Ultima and Thule
On January 1 New Horizons encountered the Kuiper Belt object nicknamed Ultima Thule. Some 6.5 billion kilometres from the Sun, Ultima Thule is the most distant world ever explored by a spacecraft from Earth. NASA, Johns Hopkins University APL, Southwest Research Institute

The New Horizons spacecraft which was launched in January 2006, has captured the clearest view of the most distant object ever explored, the Kuiper Belt object (KBO) 2014 MU69, which is known as Ultima Thule.

On New Year's Day, NASA's New Horizons spacecraft flew past the distant object, while setting the record for the flyby of the most distant planetary object in history.

Later, NASA stated in a statement that the newly released image was taken "during the historic flyby is the clearest view yet of this remarkable, ancient object in the far reaches of the solar system - and the first small 'KBO' ever explored by a spacecraft."

AS per the American space agency the oblique lighting of the image showcases new topographic details that include, numerous small pits up to about 0.7 km in diameter, as well as the day or night boundary, or terminator, near the top.

The Ultima Thule image, obtained with the wide-angle Multicolour Visible Imaging Camera (MVIC) component of New Horizons' Ralph instrument, also reveals that the large circular feature almost seven km across and on the smaller of the two lobs as a deep depression.

But NASA said that the researchers are not clear whether these pits are impact craters or the shows the result of other processes, such as "collapse pits" or the ancient venting of volatile materials.

However, scientists believe that both lobs also showcase much intriguing light and dark patterns of unknown origin that could help to reveal the details about how this body was assembled during the creation of the solar system, 4.5 billion years ago.

Principal Investigator Alan Stern, of the Southwest Research Institute in Boulder in Colorado, said, "This new image is starting to reveal differences in the geologic character of the two lobes of Ultima Thule, and is presenting us with new mysteries as well."

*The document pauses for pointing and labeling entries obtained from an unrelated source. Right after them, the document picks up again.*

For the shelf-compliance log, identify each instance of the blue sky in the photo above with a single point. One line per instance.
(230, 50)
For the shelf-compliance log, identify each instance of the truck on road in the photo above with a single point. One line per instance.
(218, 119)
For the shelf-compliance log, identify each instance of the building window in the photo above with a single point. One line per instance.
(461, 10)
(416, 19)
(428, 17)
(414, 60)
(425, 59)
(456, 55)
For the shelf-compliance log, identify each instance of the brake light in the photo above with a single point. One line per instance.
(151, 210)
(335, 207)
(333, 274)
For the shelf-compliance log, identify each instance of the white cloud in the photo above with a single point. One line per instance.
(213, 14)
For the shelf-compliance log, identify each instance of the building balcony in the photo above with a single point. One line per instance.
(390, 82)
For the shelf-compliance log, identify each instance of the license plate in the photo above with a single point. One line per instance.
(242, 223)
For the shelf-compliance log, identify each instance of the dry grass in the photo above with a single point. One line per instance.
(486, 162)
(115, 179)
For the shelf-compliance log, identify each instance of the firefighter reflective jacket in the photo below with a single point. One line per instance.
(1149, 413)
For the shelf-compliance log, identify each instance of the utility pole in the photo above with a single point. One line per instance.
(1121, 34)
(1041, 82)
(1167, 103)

"Over the next month there will be better colour and better resolution images that we hope will help unravel the many mysteries of Ultima Thule," he further added.

This image was taken when the KBO was around 6700 km from the spacecraft at around 12.26 am seven minutes before the closest approach on January 1. Later the original picture, with a resolution of 135 meters per pixel, which was stored in the spacecraft's data memory, transmitted to earth between January 18 and 19.